Contestable market

From Market
Jump to: navigation, search

Definition

A contestable market is a market for a good or service that is served by a very small number of suppliers, yet behaves in a manner close to perfect competition as far as pricing is concerned, mainly because of the following two characteristics:

  • There are low barriers to entry in the market.
  • There are low barriers to exit, so that new entrants can exit quickly without needing to stay for long to recoup the investment.

The low barriers to entry and exit serve to prevent existing suppliers in the market from raising prices as follows: the existing suppliers know that if they raise prices significantly, new entrants (i.e., potential competition) can join immediately, compete on price, and take away their customers. If the existing firm then lowers its price, making the new entrants unprofitable, the new entrant can quickly exit the market.

Contestable markets and the efficient market hypothesis

Note that the existing firms may still have some advantages (economies of scale, experience, special knowledge) that allows them to be more profitable than new entrants, thus discouraging new entrants into the market in the normal course of business.

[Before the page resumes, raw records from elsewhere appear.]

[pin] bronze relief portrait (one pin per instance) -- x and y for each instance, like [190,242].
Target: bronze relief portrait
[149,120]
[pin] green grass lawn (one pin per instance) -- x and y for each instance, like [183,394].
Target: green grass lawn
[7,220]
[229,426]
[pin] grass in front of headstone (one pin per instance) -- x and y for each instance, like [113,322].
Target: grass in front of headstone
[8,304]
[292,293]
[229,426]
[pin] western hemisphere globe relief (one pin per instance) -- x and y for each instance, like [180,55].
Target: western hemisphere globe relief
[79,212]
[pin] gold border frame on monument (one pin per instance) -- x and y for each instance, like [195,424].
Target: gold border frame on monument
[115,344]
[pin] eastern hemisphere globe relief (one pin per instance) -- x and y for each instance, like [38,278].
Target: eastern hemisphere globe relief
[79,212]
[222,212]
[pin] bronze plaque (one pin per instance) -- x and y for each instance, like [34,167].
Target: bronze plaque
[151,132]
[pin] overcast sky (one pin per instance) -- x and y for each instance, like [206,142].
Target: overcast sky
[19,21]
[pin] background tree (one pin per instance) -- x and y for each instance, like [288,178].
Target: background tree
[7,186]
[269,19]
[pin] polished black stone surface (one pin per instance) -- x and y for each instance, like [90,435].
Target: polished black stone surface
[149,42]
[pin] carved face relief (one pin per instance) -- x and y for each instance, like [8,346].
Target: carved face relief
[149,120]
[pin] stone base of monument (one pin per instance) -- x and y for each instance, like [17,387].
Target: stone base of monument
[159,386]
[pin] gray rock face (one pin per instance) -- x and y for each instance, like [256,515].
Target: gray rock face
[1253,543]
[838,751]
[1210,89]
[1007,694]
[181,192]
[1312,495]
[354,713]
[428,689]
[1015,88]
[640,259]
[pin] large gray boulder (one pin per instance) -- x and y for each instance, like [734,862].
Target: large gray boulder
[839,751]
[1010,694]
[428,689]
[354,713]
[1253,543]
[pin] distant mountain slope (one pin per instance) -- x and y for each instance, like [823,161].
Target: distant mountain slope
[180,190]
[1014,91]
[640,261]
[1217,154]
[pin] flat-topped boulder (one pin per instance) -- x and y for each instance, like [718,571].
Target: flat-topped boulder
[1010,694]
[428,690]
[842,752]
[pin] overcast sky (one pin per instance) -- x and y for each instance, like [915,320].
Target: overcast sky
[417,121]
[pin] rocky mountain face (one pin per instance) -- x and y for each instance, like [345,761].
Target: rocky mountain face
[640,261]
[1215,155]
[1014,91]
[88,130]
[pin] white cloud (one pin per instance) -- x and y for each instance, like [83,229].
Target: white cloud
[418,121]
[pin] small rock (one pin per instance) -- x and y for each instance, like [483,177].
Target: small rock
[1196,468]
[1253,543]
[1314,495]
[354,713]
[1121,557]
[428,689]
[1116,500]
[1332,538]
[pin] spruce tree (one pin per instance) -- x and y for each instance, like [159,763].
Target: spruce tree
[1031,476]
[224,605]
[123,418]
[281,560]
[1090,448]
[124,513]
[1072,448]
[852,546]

The importance of contestability is that even though there may be very few firms at present, the price and quantity traded may still be close to socially optimal, because existing firms keep their price sufficiently low and their quantity of production sufficiently high to deter new entrants. Thus, in cases where a market structure with a smaller number of firms is more efficient due to economies of scale, contestability allows for these efficiencies to be realized without a corresponding sacrifice in economic surplus that arises from the deadweight loss due to market power of sellers.